Educación básica e igualdad entre los géneros

Regreso a la escuela después del tifón Bopha

Chris Niles, corresponsal de UNICEF, informa sobre los esfuerzos para lograr que los niños regresen a la escuela en Filipinas después del tifón Bopha. (Video en inglés)  Véalo en RealPlayer

 

Por Meena Bhandari

Seis meses después de que el tifón Bopha acabara con la vida de más de 1.000 personas y desplazara a más de 1 millón, la enseñanza y el aprendizaje se imparten de nuevo en las escuelas elementales de las zonas afectadas de Filipinas.

NEW BATAAN, Filipinas, 13 de mayo de 2013 – Glenn Larabez está impaciente por regresar a la escuela. Este niño de ocho años cursa segundo grado en su poblado de New Bataan, en la provincia de Compostela Valley. Mientras habla de cómo el tifón destruyó el hogar de su familia y se llevó a su pájaro mascota, Alimokon, su voz se apaga como si fuera un reflejo de su delgadez.

Un sueño

“Mi hermano soñó que el tifón estaba por llegar. Vive en Manila, pero regresó a casa la noche del tifón, y todos nos refugiamos en un lugar seguro en las zonas más altas”, dice Glenn. “El agua era tan alta como los cocoteros”.

Solamente cuatro casas sobrevivieron en su poblado al tifón Bopha cuando arrasó en diciembre la municipalidad de New Bataan, una de las más afectadas.

“Todos habríamos muerto si no hubiera sido por mi hermano mayor”, añade Glenn.

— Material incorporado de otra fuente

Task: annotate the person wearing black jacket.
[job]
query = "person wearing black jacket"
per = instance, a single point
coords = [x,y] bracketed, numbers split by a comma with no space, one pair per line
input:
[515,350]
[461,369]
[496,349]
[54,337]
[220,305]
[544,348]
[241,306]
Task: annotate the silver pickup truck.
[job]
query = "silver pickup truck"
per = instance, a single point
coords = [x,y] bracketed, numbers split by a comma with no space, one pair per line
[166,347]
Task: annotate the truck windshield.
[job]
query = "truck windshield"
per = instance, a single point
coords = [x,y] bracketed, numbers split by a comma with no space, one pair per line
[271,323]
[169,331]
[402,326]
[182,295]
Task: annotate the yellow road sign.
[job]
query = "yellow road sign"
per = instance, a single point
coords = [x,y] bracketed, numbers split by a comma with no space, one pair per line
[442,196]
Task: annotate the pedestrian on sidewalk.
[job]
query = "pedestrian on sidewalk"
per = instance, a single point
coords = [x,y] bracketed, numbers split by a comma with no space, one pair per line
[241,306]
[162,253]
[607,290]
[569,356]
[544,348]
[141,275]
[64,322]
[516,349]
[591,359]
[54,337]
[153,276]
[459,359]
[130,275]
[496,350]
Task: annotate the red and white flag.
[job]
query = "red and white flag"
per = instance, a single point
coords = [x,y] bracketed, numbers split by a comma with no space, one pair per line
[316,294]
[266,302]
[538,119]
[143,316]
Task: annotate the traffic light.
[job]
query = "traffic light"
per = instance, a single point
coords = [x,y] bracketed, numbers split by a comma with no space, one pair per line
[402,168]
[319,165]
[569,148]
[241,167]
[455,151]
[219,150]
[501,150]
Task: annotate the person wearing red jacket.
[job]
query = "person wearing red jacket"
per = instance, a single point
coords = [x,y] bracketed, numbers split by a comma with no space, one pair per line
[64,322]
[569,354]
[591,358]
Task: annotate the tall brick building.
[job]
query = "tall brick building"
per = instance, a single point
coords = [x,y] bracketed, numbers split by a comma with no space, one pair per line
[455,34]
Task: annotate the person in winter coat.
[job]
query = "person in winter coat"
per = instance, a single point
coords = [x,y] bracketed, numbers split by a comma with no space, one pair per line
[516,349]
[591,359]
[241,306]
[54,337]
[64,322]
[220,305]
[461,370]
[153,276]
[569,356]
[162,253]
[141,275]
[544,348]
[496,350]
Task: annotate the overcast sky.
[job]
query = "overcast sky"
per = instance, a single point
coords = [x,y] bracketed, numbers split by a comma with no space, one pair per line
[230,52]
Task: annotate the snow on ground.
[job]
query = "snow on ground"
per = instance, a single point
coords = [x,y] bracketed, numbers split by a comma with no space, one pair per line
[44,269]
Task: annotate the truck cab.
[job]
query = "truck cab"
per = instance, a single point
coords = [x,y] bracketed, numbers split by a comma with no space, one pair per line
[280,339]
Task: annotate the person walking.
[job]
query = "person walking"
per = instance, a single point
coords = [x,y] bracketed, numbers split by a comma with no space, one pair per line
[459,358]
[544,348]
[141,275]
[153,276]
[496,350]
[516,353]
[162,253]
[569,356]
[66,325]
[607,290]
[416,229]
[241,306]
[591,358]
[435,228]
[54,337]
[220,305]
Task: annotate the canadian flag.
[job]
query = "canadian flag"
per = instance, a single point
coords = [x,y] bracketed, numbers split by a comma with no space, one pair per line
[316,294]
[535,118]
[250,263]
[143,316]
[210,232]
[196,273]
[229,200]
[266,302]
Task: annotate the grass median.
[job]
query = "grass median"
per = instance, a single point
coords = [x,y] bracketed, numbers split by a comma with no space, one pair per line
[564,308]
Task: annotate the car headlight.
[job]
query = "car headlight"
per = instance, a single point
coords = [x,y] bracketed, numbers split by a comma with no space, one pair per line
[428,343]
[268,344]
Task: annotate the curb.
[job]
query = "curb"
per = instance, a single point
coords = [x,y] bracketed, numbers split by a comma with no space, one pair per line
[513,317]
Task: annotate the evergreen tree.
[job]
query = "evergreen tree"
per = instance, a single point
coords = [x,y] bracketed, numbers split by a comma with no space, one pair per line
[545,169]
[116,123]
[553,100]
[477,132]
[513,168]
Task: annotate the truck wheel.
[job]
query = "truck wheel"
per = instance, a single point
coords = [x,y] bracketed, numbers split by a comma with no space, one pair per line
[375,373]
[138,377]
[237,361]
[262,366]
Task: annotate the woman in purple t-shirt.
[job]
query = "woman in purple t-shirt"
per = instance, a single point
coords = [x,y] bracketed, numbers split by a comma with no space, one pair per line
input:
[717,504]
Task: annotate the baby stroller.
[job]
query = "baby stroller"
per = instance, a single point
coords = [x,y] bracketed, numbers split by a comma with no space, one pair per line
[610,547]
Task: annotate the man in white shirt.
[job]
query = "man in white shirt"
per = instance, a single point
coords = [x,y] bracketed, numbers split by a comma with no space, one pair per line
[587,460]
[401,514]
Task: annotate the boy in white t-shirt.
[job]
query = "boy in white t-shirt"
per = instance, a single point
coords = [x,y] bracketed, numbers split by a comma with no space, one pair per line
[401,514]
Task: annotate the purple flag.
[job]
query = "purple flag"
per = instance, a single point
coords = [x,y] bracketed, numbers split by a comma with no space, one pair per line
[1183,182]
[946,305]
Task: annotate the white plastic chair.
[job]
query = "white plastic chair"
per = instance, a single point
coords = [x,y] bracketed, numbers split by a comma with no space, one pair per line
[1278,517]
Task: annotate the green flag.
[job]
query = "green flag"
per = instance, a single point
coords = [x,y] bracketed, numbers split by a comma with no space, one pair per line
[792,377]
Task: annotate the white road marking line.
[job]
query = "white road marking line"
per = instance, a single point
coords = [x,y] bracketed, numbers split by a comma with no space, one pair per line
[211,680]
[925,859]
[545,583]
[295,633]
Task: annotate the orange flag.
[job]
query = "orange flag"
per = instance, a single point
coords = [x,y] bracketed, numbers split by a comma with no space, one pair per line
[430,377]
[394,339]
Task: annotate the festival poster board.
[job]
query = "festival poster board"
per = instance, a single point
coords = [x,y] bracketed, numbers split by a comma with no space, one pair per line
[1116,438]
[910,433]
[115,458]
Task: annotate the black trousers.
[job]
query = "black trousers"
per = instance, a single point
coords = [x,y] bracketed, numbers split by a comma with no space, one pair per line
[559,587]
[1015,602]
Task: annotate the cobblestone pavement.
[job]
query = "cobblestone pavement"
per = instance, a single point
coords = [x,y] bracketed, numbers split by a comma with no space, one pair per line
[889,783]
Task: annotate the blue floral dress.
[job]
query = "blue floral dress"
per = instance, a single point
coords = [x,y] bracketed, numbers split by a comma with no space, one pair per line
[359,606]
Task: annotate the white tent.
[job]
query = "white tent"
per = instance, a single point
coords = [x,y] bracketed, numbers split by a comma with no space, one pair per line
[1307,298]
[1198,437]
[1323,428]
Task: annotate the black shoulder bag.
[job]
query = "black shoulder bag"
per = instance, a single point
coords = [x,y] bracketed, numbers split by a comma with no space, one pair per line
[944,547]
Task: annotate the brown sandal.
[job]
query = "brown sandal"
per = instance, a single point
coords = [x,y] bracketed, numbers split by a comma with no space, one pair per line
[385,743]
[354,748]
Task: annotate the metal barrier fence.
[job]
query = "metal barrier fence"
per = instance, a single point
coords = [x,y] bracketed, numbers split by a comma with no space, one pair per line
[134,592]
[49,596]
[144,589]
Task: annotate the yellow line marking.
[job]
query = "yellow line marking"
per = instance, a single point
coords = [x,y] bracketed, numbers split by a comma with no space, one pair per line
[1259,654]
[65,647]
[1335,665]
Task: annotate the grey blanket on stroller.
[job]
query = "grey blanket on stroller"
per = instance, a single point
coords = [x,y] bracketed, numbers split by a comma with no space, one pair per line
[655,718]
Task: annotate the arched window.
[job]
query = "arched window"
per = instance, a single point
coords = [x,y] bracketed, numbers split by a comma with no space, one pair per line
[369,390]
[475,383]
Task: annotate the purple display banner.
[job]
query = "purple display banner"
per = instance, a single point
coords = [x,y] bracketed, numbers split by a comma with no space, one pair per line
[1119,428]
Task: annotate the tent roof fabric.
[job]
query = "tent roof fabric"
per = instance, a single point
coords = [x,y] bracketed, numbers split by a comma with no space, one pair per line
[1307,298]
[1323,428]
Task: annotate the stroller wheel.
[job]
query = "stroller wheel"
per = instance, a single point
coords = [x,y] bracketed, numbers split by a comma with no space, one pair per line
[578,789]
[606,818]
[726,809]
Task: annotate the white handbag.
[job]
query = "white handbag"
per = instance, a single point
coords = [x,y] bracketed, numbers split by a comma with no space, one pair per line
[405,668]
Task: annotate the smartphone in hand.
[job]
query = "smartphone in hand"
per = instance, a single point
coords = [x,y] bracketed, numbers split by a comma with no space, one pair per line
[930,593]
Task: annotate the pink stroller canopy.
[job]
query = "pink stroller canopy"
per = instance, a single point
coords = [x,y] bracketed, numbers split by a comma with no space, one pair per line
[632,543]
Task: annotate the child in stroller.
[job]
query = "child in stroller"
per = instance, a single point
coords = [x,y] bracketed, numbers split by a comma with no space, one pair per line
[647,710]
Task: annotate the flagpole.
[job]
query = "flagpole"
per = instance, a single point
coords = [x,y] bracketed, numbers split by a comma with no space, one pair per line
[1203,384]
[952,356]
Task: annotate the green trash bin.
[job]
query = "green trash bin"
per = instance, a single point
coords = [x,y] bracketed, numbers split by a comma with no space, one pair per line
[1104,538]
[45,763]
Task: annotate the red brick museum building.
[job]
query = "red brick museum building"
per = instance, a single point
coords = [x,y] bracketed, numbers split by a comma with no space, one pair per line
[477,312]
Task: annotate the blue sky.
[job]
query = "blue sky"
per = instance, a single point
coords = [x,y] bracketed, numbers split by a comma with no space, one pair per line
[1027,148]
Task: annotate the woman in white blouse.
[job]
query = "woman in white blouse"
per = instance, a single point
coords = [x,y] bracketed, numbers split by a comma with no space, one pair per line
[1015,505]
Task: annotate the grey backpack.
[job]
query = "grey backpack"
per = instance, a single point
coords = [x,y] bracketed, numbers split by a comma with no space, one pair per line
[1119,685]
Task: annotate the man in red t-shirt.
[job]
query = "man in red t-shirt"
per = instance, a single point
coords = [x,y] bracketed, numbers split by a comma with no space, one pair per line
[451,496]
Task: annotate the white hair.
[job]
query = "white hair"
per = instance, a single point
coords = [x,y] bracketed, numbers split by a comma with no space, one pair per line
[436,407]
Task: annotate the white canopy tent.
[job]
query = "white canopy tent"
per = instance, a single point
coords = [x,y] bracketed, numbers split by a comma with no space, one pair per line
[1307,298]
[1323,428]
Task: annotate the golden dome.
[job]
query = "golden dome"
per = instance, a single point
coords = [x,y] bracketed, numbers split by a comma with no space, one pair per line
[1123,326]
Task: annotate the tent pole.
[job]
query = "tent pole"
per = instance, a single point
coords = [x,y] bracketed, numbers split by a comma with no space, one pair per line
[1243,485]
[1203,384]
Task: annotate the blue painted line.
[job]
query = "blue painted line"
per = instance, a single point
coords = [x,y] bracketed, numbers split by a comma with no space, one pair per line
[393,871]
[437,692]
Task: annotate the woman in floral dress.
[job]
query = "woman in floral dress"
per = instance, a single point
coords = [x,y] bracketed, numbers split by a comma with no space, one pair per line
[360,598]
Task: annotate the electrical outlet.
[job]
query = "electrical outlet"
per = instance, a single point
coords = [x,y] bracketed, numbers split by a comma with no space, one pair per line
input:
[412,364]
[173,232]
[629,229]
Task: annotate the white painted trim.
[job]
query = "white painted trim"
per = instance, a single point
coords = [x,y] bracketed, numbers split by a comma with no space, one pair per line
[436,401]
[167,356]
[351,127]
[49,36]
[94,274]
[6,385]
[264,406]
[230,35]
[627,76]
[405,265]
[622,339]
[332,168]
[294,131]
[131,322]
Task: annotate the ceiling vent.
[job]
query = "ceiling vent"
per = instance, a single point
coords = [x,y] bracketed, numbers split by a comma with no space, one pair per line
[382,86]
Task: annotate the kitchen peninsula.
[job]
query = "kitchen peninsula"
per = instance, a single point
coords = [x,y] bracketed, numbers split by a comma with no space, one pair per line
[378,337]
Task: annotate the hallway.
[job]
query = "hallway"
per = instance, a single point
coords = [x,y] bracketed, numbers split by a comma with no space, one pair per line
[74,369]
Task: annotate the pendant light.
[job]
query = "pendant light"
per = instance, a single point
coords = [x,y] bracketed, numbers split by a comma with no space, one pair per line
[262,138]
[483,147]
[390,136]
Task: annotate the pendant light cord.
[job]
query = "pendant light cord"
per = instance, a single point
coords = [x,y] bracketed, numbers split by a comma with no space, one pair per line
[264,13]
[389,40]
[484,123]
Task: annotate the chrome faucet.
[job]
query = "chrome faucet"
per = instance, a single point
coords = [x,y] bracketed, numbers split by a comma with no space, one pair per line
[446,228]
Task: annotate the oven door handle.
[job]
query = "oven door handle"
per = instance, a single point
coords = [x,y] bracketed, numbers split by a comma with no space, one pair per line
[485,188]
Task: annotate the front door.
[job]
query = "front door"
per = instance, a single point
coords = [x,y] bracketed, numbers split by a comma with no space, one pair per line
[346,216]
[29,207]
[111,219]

Glenn y su familia regresaron a sus tierras después del tifón para encontrar que su casa había desaparecido: “Regresamos al lugar donde estaba nuestra casa antes del tifón. Pero entonces no pudimos salir del terreno, porque el agua y el barro llegaron muy rápido y subieron de nivel. Tuvimos que quedarnos allí toda la noche. Comimos plátanos y comida cruda para sobrevivir”.

Imagen del UNICEF
© UNICEF Philippines/2013
UNICEF apoya programas para garantizar que los niños y niñas tengan espacios seguros donde aprender y recuperarse del trauma de haber perdido sus hogares y a sus seres queridos.

Una pesadilla

El hogar temporal de la familia es ahora la tribuna del complejo deportivo donde viven otros 600 hombres, mujeres y niños. Duermen en refugios improvisados en los asientos de madera construidos para los espectadores deportivos.

“Extraño hacer mis tareas en casa. Echo de menos lavarme”, dice Glenn. “Echo de menos dormir en mi cama, me hace falta Alimokon, y echo de menos jugar con mis seis primos, que también están desaparecidos”.

Glenn describe cómo su madre se ha llegado a desmayar en la tribuna, asustada todavía por los recuerdos del tifón. Glenn también tiene pesadillas y se asusta cuando llueve o cuando hace mucho viento.

De vuelta a la normalidad

“A quien más les ha afectado todo esto es a los niños”, dice el Especialista en Educación de UNICEF, Aminin Abubakar. “Pero debido a que siguen riéndose y jugando fuera, la gente no siempre puede ver las graves dificultades emocionales que confrontan”.

“Volver a la escuela y comenzar a hablar sobre lo que les ocurrió en un entorno seguro y protegido con los maestros que han recibido capacitación en apoyo psicosocial es fundamental para que los niños no entierren estos recuerdos”, dice.

Regresar a la escuela rápidamente después de un desastre reduce también los riesgos y las vulnerabilidades ante la explotación y el abuso de otro tipo, como el trabajo infantil y la trata.

Entretanto, Glenn juega a las damas con sus amigos en una escuela temporal. “Estoy impaciente para que me den nuevos libros y comenzar a escribir de nuevo”, dice.